Diaz was optioned back to Pawtucket on July 6, and Holt was called up. Diaz was outrighted to Pawtucket on July 8. In his five-game stint, he went 0-4 with two runs scored. Diaz finished the year with Pawtucket, where in 101 games, he hit .253 with two home runs, 31 RBI, 45 runs scored and 47 walks. He became a free agent after the season.

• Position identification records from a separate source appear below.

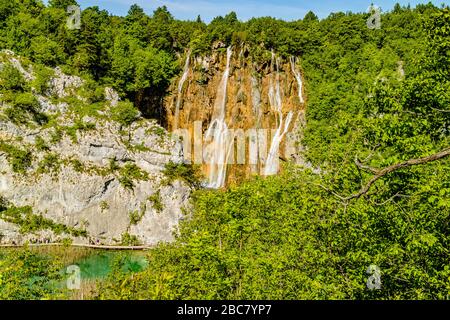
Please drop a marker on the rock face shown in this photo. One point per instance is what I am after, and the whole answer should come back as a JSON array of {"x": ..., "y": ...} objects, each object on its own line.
[
  {"x": 77, "y": 179},
  {"x": 248, "y": 104}
]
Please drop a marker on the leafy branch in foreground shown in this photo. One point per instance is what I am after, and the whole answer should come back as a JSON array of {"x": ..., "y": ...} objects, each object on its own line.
[{"x": 379, "y": 173}]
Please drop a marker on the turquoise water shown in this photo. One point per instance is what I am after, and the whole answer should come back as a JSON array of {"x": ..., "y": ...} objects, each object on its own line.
[{"x": 100, "y": 265}]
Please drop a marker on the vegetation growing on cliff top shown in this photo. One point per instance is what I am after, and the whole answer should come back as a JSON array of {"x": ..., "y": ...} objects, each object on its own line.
[{"x": 378, "y": 127}]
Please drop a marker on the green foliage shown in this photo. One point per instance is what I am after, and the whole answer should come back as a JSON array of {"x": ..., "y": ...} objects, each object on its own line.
[
  {"x": 25, "y": 275},
  {"x": 19, "y": 159},
  {"x": 40, "y": 144},
  {"x": 124, "y": 113},
  {"x": 49, "y": 164},
  {"x": 11, "y": 79},
  {"x": 129, "y": 173},
  {"x": 43, "y": 76},
  {"x": 129, "y": 240},
  {"x": 156, "y": 201},
  {"x": 188, "y": 173}
]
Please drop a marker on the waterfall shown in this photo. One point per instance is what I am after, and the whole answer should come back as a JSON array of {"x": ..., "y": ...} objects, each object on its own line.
[
  {"x": 298, "y": 77},
  {"x": 180, "y": 89},
  {"x": 272, "y": 162},
  {"x": 221, "y": 144}
]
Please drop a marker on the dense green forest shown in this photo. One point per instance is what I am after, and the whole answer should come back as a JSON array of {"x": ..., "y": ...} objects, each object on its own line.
[{"x": 378, "y": 121}]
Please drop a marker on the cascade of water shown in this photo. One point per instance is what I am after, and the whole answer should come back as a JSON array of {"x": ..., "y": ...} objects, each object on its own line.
[
  {"x": 298, "y": 76},
  {"x": 180, "y": 89},
  {"x": 220, "y": 146},
  {"x": 272, "y": 163}
]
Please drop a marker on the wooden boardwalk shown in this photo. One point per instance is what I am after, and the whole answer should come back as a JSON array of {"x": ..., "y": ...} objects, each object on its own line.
[{"x": 80, "y": 245}]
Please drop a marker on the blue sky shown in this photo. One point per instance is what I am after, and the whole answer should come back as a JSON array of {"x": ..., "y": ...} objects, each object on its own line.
[{"x": 246, "y": 9}]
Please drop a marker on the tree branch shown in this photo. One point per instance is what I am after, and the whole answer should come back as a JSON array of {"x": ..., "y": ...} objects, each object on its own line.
[{"x": 379, "y": 173}]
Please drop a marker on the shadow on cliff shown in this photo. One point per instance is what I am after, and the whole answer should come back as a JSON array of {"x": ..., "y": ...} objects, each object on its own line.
[{"x": 150, "y": 102}]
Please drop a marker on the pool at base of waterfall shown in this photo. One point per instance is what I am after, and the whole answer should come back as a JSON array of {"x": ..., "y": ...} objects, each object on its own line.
[{"x": 99, "y": 265}]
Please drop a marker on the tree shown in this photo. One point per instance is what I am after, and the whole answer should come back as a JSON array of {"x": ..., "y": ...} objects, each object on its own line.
[
  {"x": 62, "y": 4},
  {"x": 310, "y": 16}
]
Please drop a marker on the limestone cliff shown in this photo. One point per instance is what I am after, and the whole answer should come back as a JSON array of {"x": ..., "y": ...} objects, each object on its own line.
[
  {"x": 248, "y": 104},
  {"x": 83, "y": 171}
]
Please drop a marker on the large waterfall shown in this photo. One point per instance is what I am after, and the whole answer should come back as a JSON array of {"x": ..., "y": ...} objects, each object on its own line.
[
  {"x": 221, "y": 143},
  {"x": 298, "y": 77},
  {"x": 180, "y": 90},
  {"x": 272, "y": 162}
]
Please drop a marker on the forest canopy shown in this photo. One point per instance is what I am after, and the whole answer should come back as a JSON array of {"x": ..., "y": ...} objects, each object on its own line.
[{"x": 378, "y": 121}]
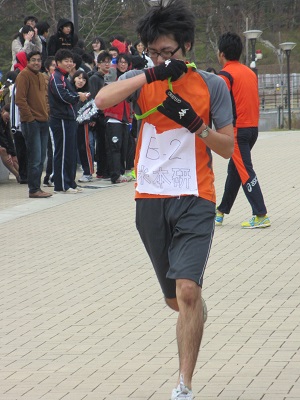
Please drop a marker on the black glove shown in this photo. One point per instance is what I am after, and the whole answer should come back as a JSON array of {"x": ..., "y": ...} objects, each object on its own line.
[
  {"x": 180, "y": 111},
  {"x": 169, "y": 69}
]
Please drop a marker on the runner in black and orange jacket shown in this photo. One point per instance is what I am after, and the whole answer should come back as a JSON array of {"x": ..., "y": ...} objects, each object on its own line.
[{"x": 243, "y": 86}]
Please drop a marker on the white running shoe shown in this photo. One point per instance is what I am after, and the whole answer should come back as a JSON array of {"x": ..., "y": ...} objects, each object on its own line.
[
  {"x": 182, "y": 392},
  {"x": 85, "y": 178},
  {"x": 71, "y": 191}
]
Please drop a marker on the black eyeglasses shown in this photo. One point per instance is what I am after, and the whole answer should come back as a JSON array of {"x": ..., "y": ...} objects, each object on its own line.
[{"x": 165, "y": 54}]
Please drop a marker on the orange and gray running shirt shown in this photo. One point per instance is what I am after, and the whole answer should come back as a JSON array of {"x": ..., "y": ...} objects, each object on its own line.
[
  {"x": 243, "y": 85},
  {"x": 171, "y": 161}
]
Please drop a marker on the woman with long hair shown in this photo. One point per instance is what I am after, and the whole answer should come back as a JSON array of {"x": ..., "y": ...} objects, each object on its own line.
[
  {"x": 26, "y": 40},
  {"x": 85, "y": 137}
]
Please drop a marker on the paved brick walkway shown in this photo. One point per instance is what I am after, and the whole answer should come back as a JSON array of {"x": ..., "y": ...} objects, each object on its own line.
[{"x": 82, "y": 316}]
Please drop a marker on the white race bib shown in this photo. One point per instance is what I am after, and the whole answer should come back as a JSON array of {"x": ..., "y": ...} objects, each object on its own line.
[{"x": 167, "y": 162}]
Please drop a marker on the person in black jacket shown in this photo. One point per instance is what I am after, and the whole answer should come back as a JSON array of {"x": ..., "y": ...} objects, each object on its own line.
[
  {"x": 63, "y": 101},
  {"x": 97, "y": 81},
  {"x": 64, "y": 38},
  {"x": 7, "y": 148}
]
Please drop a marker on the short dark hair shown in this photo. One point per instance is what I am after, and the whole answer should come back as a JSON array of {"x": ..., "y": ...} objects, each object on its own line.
[
  {"x": 174, "y": 18},
  {"x": 119, "y": 37},
  {"x": 85, "y": 76},
  {"x": 114, "y": 49},
  {"x": 42, "y": 27},
  {"x": 6, "y": 108},
  {"x": 48, "y": 62},
  {"x": 32, "y": 54},
  {"x": 62, "y": 54},
  {"x": 103, "y": 55},
  {"x": 26, "y": 29},
  {"x": 231, "y": 45},
  {"x": 30, "y": 18},
  {"x": 87, "y": 58},
  {"x": 101, "y": 41},
  {"x": 77, "y": 59},
  {"x": 81, "y": 44},
  {"x": 125, "y": 56}
]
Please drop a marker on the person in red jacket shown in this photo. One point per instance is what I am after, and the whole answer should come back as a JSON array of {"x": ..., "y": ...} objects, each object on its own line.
[{"x": 243, "y": 86}]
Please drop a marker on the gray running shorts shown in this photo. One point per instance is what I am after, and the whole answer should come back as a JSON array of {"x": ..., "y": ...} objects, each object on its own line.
[{"x": 177, "y": 234}]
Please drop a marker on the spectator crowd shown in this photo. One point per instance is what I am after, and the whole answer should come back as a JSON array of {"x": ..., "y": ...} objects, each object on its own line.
[{"x": 48, "y": 114}]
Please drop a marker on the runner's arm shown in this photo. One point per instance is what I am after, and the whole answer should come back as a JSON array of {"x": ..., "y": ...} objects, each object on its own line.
[{"x": 118, "y": 91}]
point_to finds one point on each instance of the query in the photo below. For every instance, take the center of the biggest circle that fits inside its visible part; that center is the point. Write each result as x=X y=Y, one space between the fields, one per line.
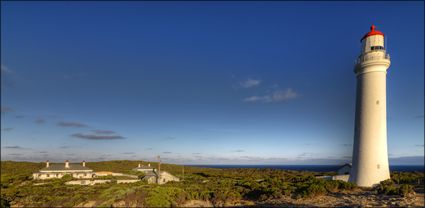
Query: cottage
x=152 y=177
x=56 y=170
x=144 y=168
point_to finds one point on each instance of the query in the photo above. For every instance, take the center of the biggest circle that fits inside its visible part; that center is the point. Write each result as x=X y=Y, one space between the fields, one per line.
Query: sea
x=315 y=168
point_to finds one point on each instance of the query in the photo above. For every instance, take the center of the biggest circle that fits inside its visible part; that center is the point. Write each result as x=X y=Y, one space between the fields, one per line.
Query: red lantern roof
x=372 y=32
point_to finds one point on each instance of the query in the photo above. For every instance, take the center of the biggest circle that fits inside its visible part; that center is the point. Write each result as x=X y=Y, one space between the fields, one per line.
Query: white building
x=58 y=170
x=370 y=156
x=144 y=168
x=152 y=177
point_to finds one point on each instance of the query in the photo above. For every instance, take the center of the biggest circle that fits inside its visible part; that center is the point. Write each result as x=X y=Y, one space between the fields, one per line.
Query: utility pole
x=183 y=172
x=159 y=170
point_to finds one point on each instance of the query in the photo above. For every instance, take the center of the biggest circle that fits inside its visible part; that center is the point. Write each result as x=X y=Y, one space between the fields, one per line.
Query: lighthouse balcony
x=373 y=56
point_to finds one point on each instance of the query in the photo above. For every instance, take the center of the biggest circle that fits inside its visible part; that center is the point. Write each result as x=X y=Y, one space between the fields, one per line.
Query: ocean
x=316 y=168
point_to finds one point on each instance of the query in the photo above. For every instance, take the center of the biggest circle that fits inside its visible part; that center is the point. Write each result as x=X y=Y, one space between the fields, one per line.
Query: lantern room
x=373 y=41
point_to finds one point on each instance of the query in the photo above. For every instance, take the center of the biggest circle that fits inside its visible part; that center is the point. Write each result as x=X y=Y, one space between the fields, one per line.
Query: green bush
x=388 y=187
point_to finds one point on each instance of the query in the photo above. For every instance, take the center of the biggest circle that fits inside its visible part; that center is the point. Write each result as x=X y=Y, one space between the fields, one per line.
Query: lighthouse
x=370 y=156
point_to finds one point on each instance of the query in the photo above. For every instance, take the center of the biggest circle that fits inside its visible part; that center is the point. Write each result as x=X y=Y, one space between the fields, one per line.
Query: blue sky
x=202 y=82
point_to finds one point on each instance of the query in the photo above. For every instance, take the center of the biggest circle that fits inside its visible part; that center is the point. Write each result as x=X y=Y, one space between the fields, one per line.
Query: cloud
x=250 y=83
x=96 y=136
x=6 y=109
x=65 y=147
x=169 y=138
x=13 y=147
x=40 y=121
x=103 y=132
x=71 y=124
x=7 y=129
x=275 y=96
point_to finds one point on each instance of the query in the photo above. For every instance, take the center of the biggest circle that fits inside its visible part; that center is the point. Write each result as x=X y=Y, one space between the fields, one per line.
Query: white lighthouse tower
x=370 y=156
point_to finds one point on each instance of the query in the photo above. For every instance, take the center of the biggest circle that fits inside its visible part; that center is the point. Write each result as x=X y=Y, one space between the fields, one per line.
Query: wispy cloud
x=71 y=124
x=169 y=138
x=275 y=96
x=96 y=136
x=7 y=129
x=103 y=132
x=65 y=147
x=13 y=147
x=250 y=83
x=40 y=121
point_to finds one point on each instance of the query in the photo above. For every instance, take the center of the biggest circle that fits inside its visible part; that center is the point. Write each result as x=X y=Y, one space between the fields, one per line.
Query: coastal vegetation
x=220 y=187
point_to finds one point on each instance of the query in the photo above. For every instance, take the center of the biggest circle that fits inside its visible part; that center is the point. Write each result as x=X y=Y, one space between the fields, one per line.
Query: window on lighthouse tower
x=377 y=48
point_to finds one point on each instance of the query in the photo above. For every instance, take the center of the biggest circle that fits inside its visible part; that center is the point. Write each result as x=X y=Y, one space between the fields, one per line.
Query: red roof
x=372 y=32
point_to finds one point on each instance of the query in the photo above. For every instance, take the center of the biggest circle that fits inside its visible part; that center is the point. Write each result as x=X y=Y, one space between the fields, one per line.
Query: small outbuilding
x=58 y=170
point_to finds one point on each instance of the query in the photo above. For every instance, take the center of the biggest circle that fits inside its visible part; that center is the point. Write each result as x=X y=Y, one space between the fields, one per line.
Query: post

===Toronto Blue Jays (second stint)===
Diaz returned to the Blue Jays on November 11, 2013, on a minor league contract with an invitation to spring training. He was initially assigned to the Triple-A Buffalo Bisons, but was brought up to the Blue Jays on March 31, 2014, before the Buffalo season started because José Reyes was added to the 15-day disabled list. Diaz made his Blue Jays debut the following day, and recorded his first career hit and RBI. He received a 2013 World Series champion ring on April 26, when the Red Sox came to Toronto for a three-game series. Diaz was optioned to Triple-A Buffalo on May 1, to make room for Steve Tolleson. He was called up again on May 12, and played in that night's game, going 0 for 4. Diaz was optioned back to Buffalo the next day. On June 25, he was designated for assignment by the Blue Jays, and outrighted to Buffalo on June 27. In 23 games with Toronto in 2014, Diaz batted .158 with 4 RBI. He elected free agency after the season ended. On October 15, Diaz signed a minor-league contract, with an invitation to spring training.

Diaz was selected from Buffalo on April 28, 2015, when José Reyes was placed on the disabled list. He was optioned back to Buffalo on May 5, and outrighted off the 40-man roster on May 15. Diaz was called up on September 30. He appeared in 7 games in 2015, batting .154 with 2 RBI. On November 6, Diaz elected free agency.

===New York Yankees===
On January 8, 2016, Diaz signed a minor league contract with the New York Yankees. Diaz played in 101 games with the Yankees' Triple–A affiliate, the Scranton/Wilkes-Barre RailRiders, hitting .207/.315/.249 with one home run and 25 RBI. He elected free agency following the season on November 7.

===Toronto Blue Jays (third stint)===
On January 31, 2017, Diaz signed a minor league contract with the Toronto Blue Jays. He was assigned to the Triple-A Buffalo Bisons to begin the year, and also spent time with the Double-A New Hampshire Fisher Cats.

===New York Yankees (second stint)===
On July 5, 2017, Diaz was traded to the New York Yankees organization. He returned to Triple-A Scranton and hit .243/.376/.351 in 28 games with the team. Diaz became a free agent at the end of the season.